Season 2 progress: GoKey Wire Protocol v0.2.0 specified. Go project initialized with CI, structured logging, and configuration management. TypeScript prototype retired.
Admin commands (require moderator/admin/owner role):
| Command | Action |
|---|---|
| !kick <user> | Remove member from group |
| !ban <user> <reason> | Ban by GoUNITY username (persistent) |
| !unban <user> | Remove ban |
| !mute <user> <duration> | Temporarily restrict to observer |
| !unmute <user> | Restore member role |
| !warn <user> | Issue tracked warning |
| !clearwarn <user> | Clear warnings |
| !banlist | Show active bans |
| !reports | Show pending user reports |
| !mode verified/mixed/open | Set group verification mode |
User commands (everyone):
| Command | Action |
|---|---|
| !help | Show available commands |
| !verify <code> | Submit GoUNITY verification |
| !report <user> <reason> | Report to admins |
| !mystatus | Check verification status |
| !rules | Show group rules |
| !ping | Check if bot is online |
| Season | Focus | Status |
|---|---|---|
| 1 | Research, prototype, API verification, architecture design | Complete |
| 2 | GoBot Go service, GoKey Wire Protocol, permission system | Active |
| 3 | GoKey ESP32 firmware (SimpleGo template) | Planned |
| 4 | GoUNITY integration (step-ca, certificates, challenge-response) | Planned |
| 5 | Auto-moderation, multi-group, admin dashboard | Future |
See Season Index for detailed season documentation.
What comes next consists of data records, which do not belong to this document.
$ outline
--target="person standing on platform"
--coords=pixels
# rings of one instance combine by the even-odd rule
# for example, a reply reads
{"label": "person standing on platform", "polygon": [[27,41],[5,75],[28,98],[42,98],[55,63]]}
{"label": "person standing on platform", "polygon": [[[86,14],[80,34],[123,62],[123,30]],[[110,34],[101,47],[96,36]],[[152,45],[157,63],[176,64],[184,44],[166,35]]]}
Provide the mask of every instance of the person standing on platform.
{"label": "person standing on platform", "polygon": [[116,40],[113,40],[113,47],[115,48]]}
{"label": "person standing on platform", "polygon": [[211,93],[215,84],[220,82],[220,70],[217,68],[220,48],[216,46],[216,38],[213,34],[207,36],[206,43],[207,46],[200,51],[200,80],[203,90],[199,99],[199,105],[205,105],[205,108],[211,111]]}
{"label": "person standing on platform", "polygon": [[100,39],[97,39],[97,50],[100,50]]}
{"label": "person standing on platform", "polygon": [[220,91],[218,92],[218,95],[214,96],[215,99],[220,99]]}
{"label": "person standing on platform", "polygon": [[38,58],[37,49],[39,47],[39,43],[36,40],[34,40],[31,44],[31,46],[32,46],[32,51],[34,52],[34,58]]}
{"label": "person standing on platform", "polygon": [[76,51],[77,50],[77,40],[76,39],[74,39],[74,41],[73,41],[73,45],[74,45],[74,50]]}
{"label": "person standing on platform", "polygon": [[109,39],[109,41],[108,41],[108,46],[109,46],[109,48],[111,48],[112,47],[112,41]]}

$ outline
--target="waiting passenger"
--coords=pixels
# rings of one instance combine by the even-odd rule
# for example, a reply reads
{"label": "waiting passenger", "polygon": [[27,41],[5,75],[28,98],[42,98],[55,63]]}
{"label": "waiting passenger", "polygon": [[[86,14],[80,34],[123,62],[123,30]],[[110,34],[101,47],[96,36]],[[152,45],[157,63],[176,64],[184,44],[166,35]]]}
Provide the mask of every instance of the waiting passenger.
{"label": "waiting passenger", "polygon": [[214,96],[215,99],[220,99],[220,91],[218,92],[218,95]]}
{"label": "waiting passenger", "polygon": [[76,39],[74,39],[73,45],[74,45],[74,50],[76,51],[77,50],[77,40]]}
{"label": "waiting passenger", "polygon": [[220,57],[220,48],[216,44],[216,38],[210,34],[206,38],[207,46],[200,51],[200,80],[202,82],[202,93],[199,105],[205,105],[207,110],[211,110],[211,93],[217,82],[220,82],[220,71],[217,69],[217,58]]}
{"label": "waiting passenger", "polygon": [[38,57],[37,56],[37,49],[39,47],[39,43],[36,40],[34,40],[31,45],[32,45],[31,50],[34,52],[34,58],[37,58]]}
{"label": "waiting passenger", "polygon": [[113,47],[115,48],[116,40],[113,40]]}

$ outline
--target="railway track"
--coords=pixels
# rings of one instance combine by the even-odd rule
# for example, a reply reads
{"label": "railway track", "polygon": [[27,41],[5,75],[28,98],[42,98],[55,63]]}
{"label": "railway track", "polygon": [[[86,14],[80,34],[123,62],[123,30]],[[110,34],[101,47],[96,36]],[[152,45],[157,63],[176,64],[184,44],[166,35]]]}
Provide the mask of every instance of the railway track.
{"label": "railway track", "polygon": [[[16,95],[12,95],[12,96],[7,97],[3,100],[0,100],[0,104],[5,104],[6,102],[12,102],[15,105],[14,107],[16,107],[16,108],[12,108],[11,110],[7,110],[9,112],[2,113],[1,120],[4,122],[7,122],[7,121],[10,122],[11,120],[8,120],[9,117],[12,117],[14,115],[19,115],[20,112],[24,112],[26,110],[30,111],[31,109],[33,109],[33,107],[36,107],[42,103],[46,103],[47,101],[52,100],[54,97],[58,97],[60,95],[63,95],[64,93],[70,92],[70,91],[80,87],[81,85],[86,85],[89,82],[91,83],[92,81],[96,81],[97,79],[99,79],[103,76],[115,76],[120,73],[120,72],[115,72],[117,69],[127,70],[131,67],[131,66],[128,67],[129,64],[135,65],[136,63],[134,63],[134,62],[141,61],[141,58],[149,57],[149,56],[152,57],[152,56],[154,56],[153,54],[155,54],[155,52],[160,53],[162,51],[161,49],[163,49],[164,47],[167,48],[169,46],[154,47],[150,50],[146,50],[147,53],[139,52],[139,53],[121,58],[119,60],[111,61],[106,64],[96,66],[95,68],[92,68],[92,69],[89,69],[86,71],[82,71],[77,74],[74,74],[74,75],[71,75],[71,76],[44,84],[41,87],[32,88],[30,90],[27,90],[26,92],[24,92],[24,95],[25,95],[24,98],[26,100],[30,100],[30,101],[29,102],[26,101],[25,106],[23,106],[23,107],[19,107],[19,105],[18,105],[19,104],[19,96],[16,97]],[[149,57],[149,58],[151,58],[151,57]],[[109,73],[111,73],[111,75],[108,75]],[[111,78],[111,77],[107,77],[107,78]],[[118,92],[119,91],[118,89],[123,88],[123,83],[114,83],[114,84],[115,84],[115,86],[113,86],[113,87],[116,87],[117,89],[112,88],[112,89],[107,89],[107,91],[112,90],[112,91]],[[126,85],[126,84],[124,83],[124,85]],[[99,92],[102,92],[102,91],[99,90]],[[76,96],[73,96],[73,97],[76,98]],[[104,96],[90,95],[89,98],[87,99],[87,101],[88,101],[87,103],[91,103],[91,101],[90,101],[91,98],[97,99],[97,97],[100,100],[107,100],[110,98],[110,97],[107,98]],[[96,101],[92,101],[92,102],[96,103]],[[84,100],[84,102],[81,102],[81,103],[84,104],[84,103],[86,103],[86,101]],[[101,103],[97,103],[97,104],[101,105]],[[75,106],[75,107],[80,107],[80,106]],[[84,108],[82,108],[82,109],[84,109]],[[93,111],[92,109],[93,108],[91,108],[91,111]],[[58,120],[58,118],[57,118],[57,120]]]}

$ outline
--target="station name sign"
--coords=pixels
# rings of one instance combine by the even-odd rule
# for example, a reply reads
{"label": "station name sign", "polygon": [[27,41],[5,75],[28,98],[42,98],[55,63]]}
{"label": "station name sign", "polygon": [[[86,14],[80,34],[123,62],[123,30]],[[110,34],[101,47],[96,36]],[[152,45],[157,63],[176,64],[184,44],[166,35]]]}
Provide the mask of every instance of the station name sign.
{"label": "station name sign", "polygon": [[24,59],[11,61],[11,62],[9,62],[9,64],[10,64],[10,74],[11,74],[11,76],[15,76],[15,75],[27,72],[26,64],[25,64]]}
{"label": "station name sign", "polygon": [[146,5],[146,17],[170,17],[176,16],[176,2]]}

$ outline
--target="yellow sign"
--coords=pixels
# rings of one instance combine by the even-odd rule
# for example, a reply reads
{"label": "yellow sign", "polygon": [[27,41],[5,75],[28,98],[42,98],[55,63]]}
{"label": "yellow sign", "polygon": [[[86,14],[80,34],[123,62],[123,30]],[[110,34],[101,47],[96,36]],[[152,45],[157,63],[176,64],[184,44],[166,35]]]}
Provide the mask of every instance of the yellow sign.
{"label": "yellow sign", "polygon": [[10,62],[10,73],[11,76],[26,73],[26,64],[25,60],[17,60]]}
| Project | What it does |
|---|---|
| SimpleGo | Dedicated hardware messenger on ESP32-S3 - first native C implementation of SMP worldwide |
| GoRelay | Encrypted relay server (SMP + GRP) |
| GoChat | Browser-native encrypted chat plugin |
| GoShop | End-to-end encrypted e-commerce |
| GoBot | Moderation bot (this project) |
| GoKey | Hardware crypto engine for GoBot (SimpleGo template) |
| GoUNITY | Certificate authority for identity verification (step-ca fork) |
AGPL-3.0
GoBot is part of the SimpleGo ecosystem by IT and More Systems, Recklinghausen, Germany.
Your server holds the connections. Your hardware holds the keys. Nobody reads your messages.